From: Leonardo Bras Soares Passos <leobras@redhat.com>
To: Juan Quintela <quintela@redhat.com>
Cc: "Daniel P. Berrangé" <berrange@redhat.com>,
qemu-devel <qemu-devel@nongnu.org>,
"Jason Wang" <jasowang@redhat.com>,
"Dr. David Alan Gilbert" <dgilbert@redhat.com>,
"Peter Xu" <peterx@redhat.com>,
"Markus Armbruster" <armbru@redhat.com>,
"Eric Blake" <eblake@redhat.com>
Subject: Re: [PATCH v4 2/3] QIOChannelSocket: Implement io_writev_zerocopy & io_flush_zerocopy for CONFIG_LINUX
Date: Wed, 3 Nov 2021 17:50:13 -0300 [thread overview]
Message-ID: <CAJ6HWG7g+5vEZGPLDCBLGqgSbaDmeS6MAeYwZfnJNXsqmhgA6Q@mail.gmail.com> (raw)
In-Reply-To: <87o872k8et.fsf@secure.mitica>
On Tue, Nov 2, 2021 at 10:13 AM Juan Quintela <quintela@redhat.com> wrote:
>
> Leonardo Bras <leobras@redhat.com> wrote:
> > For CONFIG_LINUX, implement the new optional callbacks io_write_zerocopy and
> > io_flush_zerocopy on QIOChannelSocket, but enables it only when MSG_ZEROCOPY
> > feature is available in the host kernel, which is checked on
> > qio_channel_socket_connect_sync()
> >
> > qio_channel_socket_writev() contents were moved to a helper function
> > qio_channel_socket_writev_flags() which accepts an extra argument for flags.

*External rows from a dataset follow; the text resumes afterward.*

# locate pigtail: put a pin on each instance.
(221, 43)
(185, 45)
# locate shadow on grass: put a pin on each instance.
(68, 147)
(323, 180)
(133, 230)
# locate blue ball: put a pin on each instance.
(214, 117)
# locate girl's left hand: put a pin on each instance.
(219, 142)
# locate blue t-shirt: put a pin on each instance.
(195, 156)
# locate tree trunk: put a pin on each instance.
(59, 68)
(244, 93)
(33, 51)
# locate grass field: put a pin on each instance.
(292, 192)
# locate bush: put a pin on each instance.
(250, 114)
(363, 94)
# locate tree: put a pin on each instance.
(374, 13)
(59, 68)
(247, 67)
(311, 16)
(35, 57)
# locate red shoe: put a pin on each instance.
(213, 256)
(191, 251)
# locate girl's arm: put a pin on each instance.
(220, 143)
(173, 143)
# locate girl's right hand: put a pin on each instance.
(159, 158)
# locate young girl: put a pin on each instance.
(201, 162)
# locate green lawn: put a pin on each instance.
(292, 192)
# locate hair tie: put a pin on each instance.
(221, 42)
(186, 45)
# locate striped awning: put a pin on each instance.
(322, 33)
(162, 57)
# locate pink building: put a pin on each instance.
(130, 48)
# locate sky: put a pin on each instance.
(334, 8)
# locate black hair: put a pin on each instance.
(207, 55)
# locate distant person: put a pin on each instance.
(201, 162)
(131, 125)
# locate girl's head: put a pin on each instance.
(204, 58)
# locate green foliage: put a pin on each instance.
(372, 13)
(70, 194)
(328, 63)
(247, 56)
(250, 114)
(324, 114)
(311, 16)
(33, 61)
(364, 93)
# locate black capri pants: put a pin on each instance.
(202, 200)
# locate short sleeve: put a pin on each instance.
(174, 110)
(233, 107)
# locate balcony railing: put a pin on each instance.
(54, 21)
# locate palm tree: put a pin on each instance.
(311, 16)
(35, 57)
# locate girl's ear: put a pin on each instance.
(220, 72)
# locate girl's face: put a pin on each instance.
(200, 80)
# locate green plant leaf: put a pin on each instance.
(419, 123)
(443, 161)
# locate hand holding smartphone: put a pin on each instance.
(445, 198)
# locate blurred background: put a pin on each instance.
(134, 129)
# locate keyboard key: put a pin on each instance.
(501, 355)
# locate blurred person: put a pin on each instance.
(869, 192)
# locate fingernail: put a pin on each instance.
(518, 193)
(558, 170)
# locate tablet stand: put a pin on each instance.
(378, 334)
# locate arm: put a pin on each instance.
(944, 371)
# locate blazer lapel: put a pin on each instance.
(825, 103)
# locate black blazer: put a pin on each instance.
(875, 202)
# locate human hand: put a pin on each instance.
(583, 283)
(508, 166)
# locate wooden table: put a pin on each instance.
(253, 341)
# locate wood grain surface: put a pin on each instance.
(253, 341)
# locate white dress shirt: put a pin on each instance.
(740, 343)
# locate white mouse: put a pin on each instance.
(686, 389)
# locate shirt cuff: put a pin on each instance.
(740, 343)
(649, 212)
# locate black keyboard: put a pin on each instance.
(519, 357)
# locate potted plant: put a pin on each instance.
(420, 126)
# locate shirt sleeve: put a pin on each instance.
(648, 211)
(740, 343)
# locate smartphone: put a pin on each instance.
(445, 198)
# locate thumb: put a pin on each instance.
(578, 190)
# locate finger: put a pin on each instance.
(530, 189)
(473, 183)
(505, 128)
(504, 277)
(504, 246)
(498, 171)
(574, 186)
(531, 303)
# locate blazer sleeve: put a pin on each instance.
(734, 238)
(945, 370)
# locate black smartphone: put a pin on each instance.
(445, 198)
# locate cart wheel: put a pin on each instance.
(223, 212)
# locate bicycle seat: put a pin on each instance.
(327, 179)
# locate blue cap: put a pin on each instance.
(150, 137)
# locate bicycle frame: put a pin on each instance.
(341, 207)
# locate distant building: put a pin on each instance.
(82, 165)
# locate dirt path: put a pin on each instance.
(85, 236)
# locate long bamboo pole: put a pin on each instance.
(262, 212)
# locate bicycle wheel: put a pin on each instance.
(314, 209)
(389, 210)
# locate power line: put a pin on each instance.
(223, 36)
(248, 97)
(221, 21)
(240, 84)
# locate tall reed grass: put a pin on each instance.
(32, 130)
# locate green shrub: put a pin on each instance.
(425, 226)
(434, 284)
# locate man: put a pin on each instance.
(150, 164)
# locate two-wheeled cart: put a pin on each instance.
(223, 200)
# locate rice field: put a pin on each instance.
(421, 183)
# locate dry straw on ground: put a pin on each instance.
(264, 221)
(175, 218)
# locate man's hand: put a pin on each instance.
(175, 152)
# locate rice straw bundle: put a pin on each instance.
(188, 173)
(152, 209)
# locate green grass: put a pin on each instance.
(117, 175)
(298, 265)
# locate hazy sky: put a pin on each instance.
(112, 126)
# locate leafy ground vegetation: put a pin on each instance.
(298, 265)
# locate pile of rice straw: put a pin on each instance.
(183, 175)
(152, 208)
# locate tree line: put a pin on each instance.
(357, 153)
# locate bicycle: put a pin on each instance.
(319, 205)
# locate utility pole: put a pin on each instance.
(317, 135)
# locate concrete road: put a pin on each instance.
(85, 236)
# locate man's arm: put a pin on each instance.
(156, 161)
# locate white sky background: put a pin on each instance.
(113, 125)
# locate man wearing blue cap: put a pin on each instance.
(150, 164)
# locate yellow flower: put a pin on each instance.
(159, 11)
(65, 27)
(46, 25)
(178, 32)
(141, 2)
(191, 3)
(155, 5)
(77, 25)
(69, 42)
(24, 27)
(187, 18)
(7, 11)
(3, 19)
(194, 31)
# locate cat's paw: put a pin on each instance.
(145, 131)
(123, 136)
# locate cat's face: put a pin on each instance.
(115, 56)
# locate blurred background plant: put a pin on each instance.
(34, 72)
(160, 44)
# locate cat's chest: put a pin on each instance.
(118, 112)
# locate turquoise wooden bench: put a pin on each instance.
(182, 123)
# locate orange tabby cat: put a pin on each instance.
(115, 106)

> > (This argument is passed directly to sendmsg().
> >
> > The above helper function is used to implement qio_channel_socket_writev(),
> > with flags = 0, keeping it's behavior unchanged, and
> > qio_channel_socket_writev_zerocopy() with flags = MSG_ZEROCOPY.
> >
> > qio_channel_socket_flush_zerocopy() was implemented by counting how many times
> > sendmsg(...,MSG_ZEROCOPY) was sucessfully called, and then reading the
> > socket's error queue, in order to find how many of them finished sending.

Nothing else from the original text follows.